Ethnic diocese
The term ethnic diocese in relation to the structure of the Orthodox Church in the Western Hemisphere comes from the concept envisioned by Archbishop Tikhon to accommodated the administration in the Russian North American diocese of diverse cultural groups among the immigration in North America of Orthodox Christians during the early twentieth century.
As Orthodox immigrants arrived in North America around the turn of the nineteenth and twentieth centuries, the people general settled into communities that consisted of people of similar Old World national and/or cultural identities.

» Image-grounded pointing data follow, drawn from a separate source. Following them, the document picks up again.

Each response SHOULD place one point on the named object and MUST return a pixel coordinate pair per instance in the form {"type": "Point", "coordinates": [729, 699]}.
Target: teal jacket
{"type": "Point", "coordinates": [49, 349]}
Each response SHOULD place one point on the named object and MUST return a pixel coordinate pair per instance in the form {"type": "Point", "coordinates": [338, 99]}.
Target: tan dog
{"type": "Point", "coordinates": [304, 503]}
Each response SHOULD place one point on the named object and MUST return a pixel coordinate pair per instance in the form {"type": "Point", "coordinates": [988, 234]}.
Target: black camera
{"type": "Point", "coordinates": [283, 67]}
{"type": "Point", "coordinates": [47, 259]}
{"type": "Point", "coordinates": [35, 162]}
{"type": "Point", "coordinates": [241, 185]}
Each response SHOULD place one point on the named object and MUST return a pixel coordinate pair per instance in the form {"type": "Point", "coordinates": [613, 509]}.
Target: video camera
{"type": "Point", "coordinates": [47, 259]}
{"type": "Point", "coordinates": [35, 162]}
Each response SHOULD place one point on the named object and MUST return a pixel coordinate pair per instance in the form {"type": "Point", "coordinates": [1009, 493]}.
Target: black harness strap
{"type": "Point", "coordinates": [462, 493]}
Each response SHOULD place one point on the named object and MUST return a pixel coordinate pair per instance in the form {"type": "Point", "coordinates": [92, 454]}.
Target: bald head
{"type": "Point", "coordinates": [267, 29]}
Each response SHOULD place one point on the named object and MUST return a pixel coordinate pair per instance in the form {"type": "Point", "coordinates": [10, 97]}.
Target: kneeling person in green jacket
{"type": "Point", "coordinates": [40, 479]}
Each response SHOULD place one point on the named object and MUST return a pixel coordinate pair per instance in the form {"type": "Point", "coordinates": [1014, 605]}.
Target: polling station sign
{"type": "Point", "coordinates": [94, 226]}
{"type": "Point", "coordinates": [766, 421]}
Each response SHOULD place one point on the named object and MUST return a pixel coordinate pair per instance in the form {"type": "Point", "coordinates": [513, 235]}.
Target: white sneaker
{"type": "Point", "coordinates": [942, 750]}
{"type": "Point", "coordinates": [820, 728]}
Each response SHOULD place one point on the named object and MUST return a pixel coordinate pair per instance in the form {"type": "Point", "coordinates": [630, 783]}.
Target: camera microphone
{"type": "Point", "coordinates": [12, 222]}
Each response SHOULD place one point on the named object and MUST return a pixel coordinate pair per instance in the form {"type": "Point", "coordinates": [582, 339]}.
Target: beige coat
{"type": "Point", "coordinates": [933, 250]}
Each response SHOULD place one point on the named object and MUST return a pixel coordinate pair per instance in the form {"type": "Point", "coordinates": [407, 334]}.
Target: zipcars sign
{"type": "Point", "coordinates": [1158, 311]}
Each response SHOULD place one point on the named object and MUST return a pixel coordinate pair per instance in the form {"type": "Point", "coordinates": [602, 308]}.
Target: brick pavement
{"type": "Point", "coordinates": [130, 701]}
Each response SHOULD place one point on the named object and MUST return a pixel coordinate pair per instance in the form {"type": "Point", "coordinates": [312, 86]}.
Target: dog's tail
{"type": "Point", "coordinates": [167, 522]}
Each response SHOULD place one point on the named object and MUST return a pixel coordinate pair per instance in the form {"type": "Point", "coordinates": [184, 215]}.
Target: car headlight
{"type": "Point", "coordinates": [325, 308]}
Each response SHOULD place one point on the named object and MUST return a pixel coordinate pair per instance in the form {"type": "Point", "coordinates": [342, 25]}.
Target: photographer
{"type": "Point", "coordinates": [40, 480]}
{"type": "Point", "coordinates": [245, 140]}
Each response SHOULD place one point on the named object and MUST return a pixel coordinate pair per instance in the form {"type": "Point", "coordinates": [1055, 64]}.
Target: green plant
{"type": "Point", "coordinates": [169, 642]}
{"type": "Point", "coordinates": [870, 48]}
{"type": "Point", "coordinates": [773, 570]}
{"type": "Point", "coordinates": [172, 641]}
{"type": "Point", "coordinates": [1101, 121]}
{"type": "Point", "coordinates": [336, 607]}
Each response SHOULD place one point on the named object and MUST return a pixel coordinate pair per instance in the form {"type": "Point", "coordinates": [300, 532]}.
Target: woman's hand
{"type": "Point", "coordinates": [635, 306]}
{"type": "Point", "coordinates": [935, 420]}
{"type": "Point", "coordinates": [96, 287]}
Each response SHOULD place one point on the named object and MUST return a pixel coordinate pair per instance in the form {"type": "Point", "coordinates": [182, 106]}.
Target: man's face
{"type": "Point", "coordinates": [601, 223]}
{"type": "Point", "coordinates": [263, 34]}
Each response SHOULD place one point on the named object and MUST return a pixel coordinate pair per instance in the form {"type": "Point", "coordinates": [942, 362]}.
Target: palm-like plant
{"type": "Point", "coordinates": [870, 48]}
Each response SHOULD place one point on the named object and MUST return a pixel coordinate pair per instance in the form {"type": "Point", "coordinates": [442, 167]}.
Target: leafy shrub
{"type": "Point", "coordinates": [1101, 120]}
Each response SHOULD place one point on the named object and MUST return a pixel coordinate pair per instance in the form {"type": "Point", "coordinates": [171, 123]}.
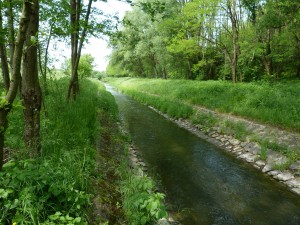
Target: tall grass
{"type": "Point", "coordinates": [276, 104]}
{"type": "Point", "coordinates": [55, 188]}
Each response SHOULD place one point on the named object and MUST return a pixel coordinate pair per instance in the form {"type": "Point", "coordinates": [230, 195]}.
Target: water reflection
{"type": "Point", "coordinates": [207, 184]}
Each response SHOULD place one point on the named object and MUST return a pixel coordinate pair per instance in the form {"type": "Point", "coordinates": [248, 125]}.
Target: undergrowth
{"type": "Point", "coordinates": [72, 183]}
{"type": "Point", "coordinates": [54, 188]}
{"type": "Point", "coordinates": [273, 103]}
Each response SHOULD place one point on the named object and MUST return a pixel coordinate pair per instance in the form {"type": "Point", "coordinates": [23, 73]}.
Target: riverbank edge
{"type": "Point", "coordinates": [270, 162]}
{"type": "Point", "coordinates": [247, 151]}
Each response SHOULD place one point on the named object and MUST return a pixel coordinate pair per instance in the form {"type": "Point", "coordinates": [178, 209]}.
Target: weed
{"type": "Point", "coordinates": [274, 104]}
{"type": "Point", "coordinates": [54, 188]}
{"type": "Point", "coordinates": [141, 204]}
{"type": "Point", "coordinates": [263, 153]}
{"type": "Point", "coordinates": [205, 119]}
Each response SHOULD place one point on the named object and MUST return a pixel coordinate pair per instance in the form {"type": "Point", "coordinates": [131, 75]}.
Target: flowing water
{"type": "Point", "coordinates": [204, 184]}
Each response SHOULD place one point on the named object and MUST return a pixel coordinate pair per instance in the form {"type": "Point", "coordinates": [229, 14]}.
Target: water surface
{"type": "Point", "coordinates": [202, 182]}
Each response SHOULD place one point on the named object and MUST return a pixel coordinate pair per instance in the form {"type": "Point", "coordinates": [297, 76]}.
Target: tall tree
{"type": "Point", "coordinates": [4, 62]}
{"type": "Point", "coordinates": [8, 99]}
{"type": "Point", "coordinates": [77, 42]}
{"type": "Point", "coordinates": [30, 88]}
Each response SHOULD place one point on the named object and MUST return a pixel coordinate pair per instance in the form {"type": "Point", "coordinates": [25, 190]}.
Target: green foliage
{"type": "Point", "coordinates": [31, 190]}
{"type": "Point", "coordinates": [141, 204]}
{"type": "Point", "coordinates": [193, 40]}
{"type": "Point", "coordinates": [85, 66]}
{"type": "Point", "coordinates": [55, 188]}
{"type": "Point", "coordinates": [276, 104]}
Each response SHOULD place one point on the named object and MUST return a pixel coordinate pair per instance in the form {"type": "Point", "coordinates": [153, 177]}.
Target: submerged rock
{"type": "Point", "coordinates": [284, 176]}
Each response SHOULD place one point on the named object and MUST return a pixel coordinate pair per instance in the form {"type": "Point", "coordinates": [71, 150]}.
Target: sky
{"type": "Point", "coordinates": [98, 48]}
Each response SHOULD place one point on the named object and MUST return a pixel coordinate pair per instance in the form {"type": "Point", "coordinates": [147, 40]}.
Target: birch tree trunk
{"type": "Point", "coordinates": [15, 75]}
{"type": "Point", "coordinates": [76, 43]}
{"type": "Point", "coordinates": [30, 90]}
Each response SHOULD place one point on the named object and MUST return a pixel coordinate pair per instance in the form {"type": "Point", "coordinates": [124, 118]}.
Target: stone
{"type": "Point", "coordinates": [234, 141]}
{"type": "Point", "coordinates": [163, 221]}
{"type": "Point", "coordinates": [243, 144]}
{"type": "Point", "coordinates": [260, 163]}
{"type": "Point", "coordinates": [294, 183]}
{"type": "Point", "coordinates": [285, 176]}
{"type": "Point", "coordinates": [227, 143]}
{"type": "Point", "coordinates": [248, 157]}
{"type": "Point", "coordinates": [256, 167]}
{"type": "Point", "coordinates": [142, 164]}
{"type": "Point", "coordinates": [295, 166]}
{"type": "Point", "coordinates": [237, 149]}
{"type": "Point", "coordinates": [296, 190]}
{"type": "Point", "coordinates": [273, 172]}
{"type": "Point", "coordinates": [267, 168]}
{"type": "Point", "coordinates": [252, 148]}
{"type": "Point", "coordinates": [274, 158]}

While some early late nineteenth century, parishes began as multi-cultural parishes most of these divided along cultural and language lines as the parish community grew in size.
After Bishop Tikhon (Belavin) arrived to lead the Russian mission in 1897, he developed a course of action of grouping the parishes along cultural lines as exemplified when he consecrated Archimandrite Raphael (Hawaweeny) to lead the Syro/Arabic community.
St. Tikhon's approach of establishing a separate "diocese" for each cultural group differed from that used by the Roman Catholic Church of melding their cultural parishes into a common organization of dioceses.[[1]]
The concept was also intended to consecrate bishops for other cultural groups including the Serbians, Albanians, Greeks, and others. As a result of the Bolshevik revolution in 1917, and the ecclesiastical disorganization that followed, the concept was not fulfilled. However, after the Metropolia, which formed from the Russian mission in North America after World War I, was granted autocephaly by the Church of Russia in 1970, a number of parishes in North America that broke from the administration of Mother Churches under Communist control were accepted as ethnic dioceses by the autocephalous Orthodox Church in America. These included Romanian, Bulgarian, and Albanian parishes.